Milli Eğitim Bakanı Selçuk, Türkiye'nin eğitim meselesini bir hal yoluna koyduklarında işlerinin bitmediğini, asıl işlerinin o zaman başlayacağına işaret ederek, "Mecazi olarak bir şekilde yoğun bakımdan çıkalım, sonra artık nekahat döneminde iyileşme başlasın, dünya ile mücadele etme imkanımız doğsun." diye konuştu.
Selçuk, şu ifadeleri kullandı:
"Birkaç küçük fark var aslında bu yapılan işle ilgili. Bunlardan bir tanesi ilk kez felsefesiyle teorisiyle yöntemiyle tekniğiyle bütünsel bir sistem yaklaşımı içerisinde bir sistemin, bütün alt sistem bileşenlerinin eş zamanlı olarak dönüştürülmesi hedefleniyor burada. Yani 'biz Türkiye'nin sınav sistemiyle ilgili şunu yapacağız, öğretmenlerin özlük haklarıyla ilgili şunu yapacağız ya da müfredatla ilgili şunu yapacağız' değil. Bir sistemin bütünsel dönüşümüyle ilgili bir mesele var. Bu bakımdan değerli.
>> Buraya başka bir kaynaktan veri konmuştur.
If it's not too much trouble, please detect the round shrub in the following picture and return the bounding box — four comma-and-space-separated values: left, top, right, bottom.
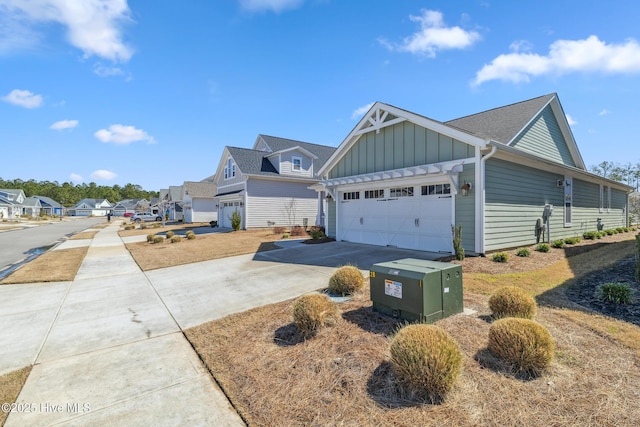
329, 265, 364, 295
489, 317, 555, 376
293, 294, 338, 338
596, 283, 633, 304
491, 252, 509, 262
489, 286, 538, 319
390, 324, 462, 403
536, 243, 549, 253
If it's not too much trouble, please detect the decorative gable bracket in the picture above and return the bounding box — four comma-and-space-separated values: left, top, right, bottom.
354, 106, 406, 135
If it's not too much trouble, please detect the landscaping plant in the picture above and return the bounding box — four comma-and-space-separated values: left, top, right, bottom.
491, 252, 509, 262
293, 294, 338, 338
489, 286, 538, 319
596, 283, 634, 304
390, 324, 462, 403
328, 265, 364, 295
488, 317, 555, 377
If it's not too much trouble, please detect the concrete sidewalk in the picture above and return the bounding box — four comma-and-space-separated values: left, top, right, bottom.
0, 221, 244, 426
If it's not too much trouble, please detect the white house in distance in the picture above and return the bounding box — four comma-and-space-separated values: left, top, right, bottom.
214, 135, 335, 229
182, 181, 218, 224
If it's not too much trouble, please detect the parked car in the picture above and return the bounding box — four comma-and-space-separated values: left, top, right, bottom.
131, 212, 162, 222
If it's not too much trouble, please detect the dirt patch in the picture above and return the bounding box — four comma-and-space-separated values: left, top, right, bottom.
126, 229, 280, 271
0, 247, 89, 285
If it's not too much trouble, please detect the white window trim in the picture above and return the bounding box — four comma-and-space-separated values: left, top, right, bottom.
563, 176, 573, 227
291, 156, 302, 172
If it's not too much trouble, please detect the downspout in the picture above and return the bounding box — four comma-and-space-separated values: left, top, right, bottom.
479, 142, 498, 254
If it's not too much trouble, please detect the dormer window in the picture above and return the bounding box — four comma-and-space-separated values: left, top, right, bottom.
291, 157, 302, 172
224, 159, 236, 179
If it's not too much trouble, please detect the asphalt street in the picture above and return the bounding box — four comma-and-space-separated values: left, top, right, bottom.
0, 217, 106, 274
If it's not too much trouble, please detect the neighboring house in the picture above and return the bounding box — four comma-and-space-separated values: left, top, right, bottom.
0, 188, 27, 219
213, 135, 335, 229
182, 181, 218, 224
31, 196, 64, 216
113, 199, 150, 216
67, 199, 113, 216
315, 93, 631, 254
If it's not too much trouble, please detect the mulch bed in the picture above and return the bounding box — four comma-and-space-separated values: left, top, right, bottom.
566, 258, 640, 326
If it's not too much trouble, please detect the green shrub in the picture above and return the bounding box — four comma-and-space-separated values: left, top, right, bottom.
451, 225, 464, 261
390, 324, 462, 403
328, 265, 364, 295
293, 294, 338, 338
491, 252, 509, 262
489, 286, 538, 319
582, 231, 599, 240
231, 211, 242, 231
536, 243, 550, 253
596, 283, 634, 304
488, 317, 555, 376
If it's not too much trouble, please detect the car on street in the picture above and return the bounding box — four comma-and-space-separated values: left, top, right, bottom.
131, 212, 162, 222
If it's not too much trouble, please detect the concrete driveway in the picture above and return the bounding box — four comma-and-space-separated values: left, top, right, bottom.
146, 241, 443, 329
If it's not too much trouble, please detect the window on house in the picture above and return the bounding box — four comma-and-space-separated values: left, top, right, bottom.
389, 187, 413, 197
364, 190, 384, 199
224, 159, 236, 179
291, 157, 302, 171
422, 184, 451, 196
564, 176, 573, 227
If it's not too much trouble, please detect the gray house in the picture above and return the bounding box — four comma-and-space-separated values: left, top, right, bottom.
213, 135, 335, 229
314, 93, 631, 254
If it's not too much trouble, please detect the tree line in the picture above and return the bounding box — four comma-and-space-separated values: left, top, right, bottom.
589, 161, 640, 191
0, 178, 159, 207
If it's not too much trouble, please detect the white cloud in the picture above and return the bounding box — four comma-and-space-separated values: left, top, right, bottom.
378, 9, 480, 58
240, 0, 304, 13
0, 0, 133, 62
91, 169, 118, 181
351, 102, 374, 120
474, 36, 640, 85
2, 89, 42, 108
94, 124, 155, 145
49, 120, 79, 130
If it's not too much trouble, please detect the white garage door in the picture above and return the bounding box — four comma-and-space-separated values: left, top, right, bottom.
338, 183, 453, 253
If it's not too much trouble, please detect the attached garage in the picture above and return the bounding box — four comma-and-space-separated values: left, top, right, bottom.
337, 182, 454, 253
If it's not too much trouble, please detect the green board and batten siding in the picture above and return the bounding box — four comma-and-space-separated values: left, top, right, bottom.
329, 121, 475, 178
485, 159, 626, 251
510, 106, 576, 166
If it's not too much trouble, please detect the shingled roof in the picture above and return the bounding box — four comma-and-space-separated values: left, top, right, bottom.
444, 93, 557, 144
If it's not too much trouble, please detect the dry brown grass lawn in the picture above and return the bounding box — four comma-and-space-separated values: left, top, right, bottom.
0, 247, 89, 285
0, 366, 31, 426
121, 227, 281, 271
185, 233, 640, 426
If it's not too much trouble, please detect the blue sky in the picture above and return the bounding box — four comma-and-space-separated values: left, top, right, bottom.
0, 0, 640, 191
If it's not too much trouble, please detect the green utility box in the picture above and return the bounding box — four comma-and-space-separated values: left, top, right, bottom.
370, 258, 463, 323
İkincisi şu; biz bunu yaparken 'bugün düşündük, yarın şu değişikliği yapıyoruz' demeyeceğiz. Ne diyeceğiz? Diyoruz ki, biz şu kadar sene içerisinde olgunlaşacak bir fidandan söz ediyoruz. 'Hemen bir şey yapmak mümkün değil. Lütfen zaman tanıyın' diyoruz. Eğer hemen bir şey yaparsak, bulduğumuz çözümler geleceğin sorunları olacak. O yüzden hemen bir şey yapmamak lazım. Bir şey yapmaktan çok, neyi yapmayacağımızın üzerine odaklanmamız lazım."
Bakan Selçuk, adım adım bunu planlayarak, veri analizine bakarak, sonuçları araştırma teknikleri açısından değerlendirerek bir yol bulunması gerektiğine değindi.
Selçuk, 3 yılda ulaşacakları yerin aslında sistemin genel bir raya oturması ve artık bunun üzerinden iyileştirmelerin hızlanması olduğunu kaydetti.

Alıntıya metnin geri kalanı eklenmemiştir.